-
1. Re: initial connection may fail if noe already failed over
ataylor Feb 3, 2010 4:51 AM (in response to ataylor)comments anyone! -
2. Re: initial connection may fail if noe already failed over
radhikasivaraj Feb 8, 2010 4:51 AM (in response to ataylor)HI, Should I apply this fix in createSession method of org.hornetq.core.client.impl.FailoverManagerImpl.java ? Thinking whether I can build the code myself with this fix from the 2.0.0 GA java source. Pls advice.
-
3. Re: initial connection may fail if noe already failed over
timfox Feb 8, 2010 4:55 AM (in response to ataylor)It isn't fixed yet. We're still discussing it -
4. Re: initial connection may fail if noe already failed over
ataylor Feb 9, 2010 3:58 AM (in response to timfox)Just a few thoughts. Obviously if we allow clients to failover if an initial connection fails we may create a split brain situation if the original server is still actually active. One thing we could do is for the secondary server to return a specific code if it hasnt failed over yet. In this instance the client would then retry the first server. problem here is that if there were no current live clients to force the failover it would still never connect. Is it possible somehow for the secondary server to check the status of the first server. I know at some point there was a discussion about the master server writing its status to a shared file, this would work on the shared store configuration but would we be able to detect when replication was being used? -
5. Re: initial connection may fail if noe already failed over
clebert.suconic Feb 9, 2010 12:42 PM (in response to ataylor)"if an initial connection fails we may create a split brain situation if the original server is still actually active. One thing we could do is for the secondary server to return a specific code if it hasnt failed over yet. In this instance the client would then retry the first server"
Isn't this the split brain quorum task? https://jira.jboss.org/jira/browse/HORNETQ-66 ?
Also, if we make any changes to failover and backups.. keep in mind we will need to install backup nodes in the middle of the operation, in order to support adding backup to a live node:
-
6. Re: initial connection may fail if noe already failed over
ataylor Feb 9, 2010 1:26 PM (in response to clebert.suconic)its related to HORNETQ-66 but not the same. Its more to do with the order in which nodes are initially chosen to connect to. I dont think its related at all to the second. -
7. Re: initial connection may fail if noe already failed over
timfox Feb 17, 2010 4:15 AM (in response to ataylor)Sorry, for coming so late to this discussion.

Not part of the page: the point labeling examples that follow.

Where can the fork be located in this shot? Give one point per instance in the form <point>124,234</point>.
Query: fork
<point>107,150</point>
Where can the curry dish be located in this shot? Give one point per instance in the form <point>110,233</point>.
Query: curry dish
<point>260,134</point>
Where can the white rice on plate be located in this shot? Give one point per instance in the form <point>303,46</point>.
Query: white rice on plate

Andy, I think what you say makes sense.
To summarise:
We introduce a new param, failoverOnInitialConnection.
When a client starts it will attempt reconnectAttempts times to connect to the live node. If it has not connected after reconnectAttempts attempts then, if failoverOnInitialConnection = true it will attempt to connection to the backup, if specified (do we try the backup also reconnectAtttempts times?), otherwise it will fail.
By default failoverOnInitialConnection will be false.
We have to be a bit careful with failoverOnInitialConnection=true since in an environment where you have a symmetric cluster of nodes, each with backups, each live node on startup will try to make cluster connections to each other node.
When the cluster is brought up, if live nodes aren't brought up in time, node N could instead make connections to backup nodes putting the cluster in an inconsistent state. This is actually the reason why we currently don't always try the backup if the live is not available. But I think if this is guarded by a flag it should be ok.
Regarding the split brain stuff, I think that is a bit off topic and is handled by a different JIRA
-
8. Re: initial connection may fail if noe already failed over
ataylor Feb 18, 2010 5:06 AM (in response to timfox)I think we should probably try the backup only once, if it doesnt work then its probably a client side network issue or the whole intranet is down.
Your point about bringing the nodes up in time is a good one, i will make sure that this is well documented and like u say we will default to false.